THE TRUCK WALLOWED along the gravelly road, if you could call it a road. Often there was nothing to mark it off from the rest of the brown, enormous plain, but Dad knew where he was because then there’d be tyre-ruts making the truck wallow worse than ever. Vinny clutched the handgrip on the dash to stop herself being thrown around. They’d done two hours from the airport, though it seemed longer, when Dad stopped by a flat-topped tree with a lot of grassy bundles hanging among the branches. Weaver-birds, Vinny guessed. She’d seen them on TV.

‘Ready for lunch?’ he said.

‘I’m starving. How much further?’

‘We’re a bit over half-way. But look.’

He pointed and Vinny stared through the shimmer of heat. Far off there were blue hills. Much nearer something moved, changed shape, vanished as the wavering air distorted the distance, and then was there again, steady for a moment – three long, slightly arching necks with small heads. She’d known them since she was tiny, from the Noah’s Ark frieze round her room.

‘Giraffes,’ she said.

‘Right.’

‘Are there any lions?’

‘They’ll be resting till it gets a bit cooler. Take a good look. We don’t get much wildlife round the camp, because we’re on the edge of the badlands.’

‘Why’s it all so flat?’

‘Because it was sea until a few million years ago. Those hills used to be the shoreline. In fact the section the camp’s on seems to have been an island. Seen enough?’

He drove into the shade of the tree and fetched crates from the back of the truck for them to sit on while Vinny unpacked the lunch. Crisps, Coke, chicken sandwiches, mangoes and a Mars Bar.

‘I hope that’s the sort of thing you like,’ he said.

‘I like anything.’

She sensed that he was as nervous as she was. They hadn’t seen each other for over a year, and never before like this. It had always been London hotels, visits to the zoo or the planetarium, jerky talk about school and her friends and what she liked doing, both of them jumpy with having to watch what they said because of the anger between him and Mum, still there, still no better, eight years after the split.

He ate in silence. Vinny was ready for this. That was one of the things Mum couldn’t cope with, his silences. Whole days sometimes, she’d said. A complete skiing holiday once. The obvious thing was to be silent too, but Mum wouldn’t have known how.

The cooling engine clicked. The weaver-birds accepted their presence and began to move and chatter. An ant the size of a button came and dragged away a crumb of bread.

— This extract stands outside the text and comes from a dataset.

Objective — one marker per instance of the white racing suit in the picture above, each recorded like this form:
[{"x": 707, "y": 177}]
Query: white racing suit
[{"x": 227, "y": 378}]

‘You’re not tired?’ he said for about the fifth time.

‘I’m fine. But listen, Dad. It’s going to be all right. And if it isn’t, then it’s my fault. It was all my idea.’

‘So I gathered. Your mother . . .’

He didn’t try to keep the sourness out of his laugh.

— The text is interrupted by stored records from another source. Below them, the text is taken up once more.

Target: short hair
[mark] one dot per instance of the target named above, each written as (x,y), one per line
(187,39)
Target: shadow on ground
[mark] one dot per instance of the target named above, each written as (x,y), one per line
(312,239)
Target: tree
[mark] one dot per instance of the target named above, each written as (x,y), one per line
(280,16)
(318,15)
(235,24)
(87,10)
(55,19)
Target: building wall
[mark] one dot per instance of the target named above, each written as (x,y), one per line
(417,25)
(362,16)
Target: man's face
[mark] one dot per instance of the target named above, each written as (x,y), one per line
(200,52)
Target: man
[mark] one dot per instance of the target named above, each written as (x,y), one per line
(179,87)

‘Colin talked her round,’ she said. ‘It makes going to Grasse a lot easier for them, you see – they don’t have to bother about what I want, only them and the boys. You know, Mum was still trying to make me join an Outward Bound course or something till you said we couldn’t go on a safari after all because you’d got to go on working, and you thought I’d be bored. That made it all right.’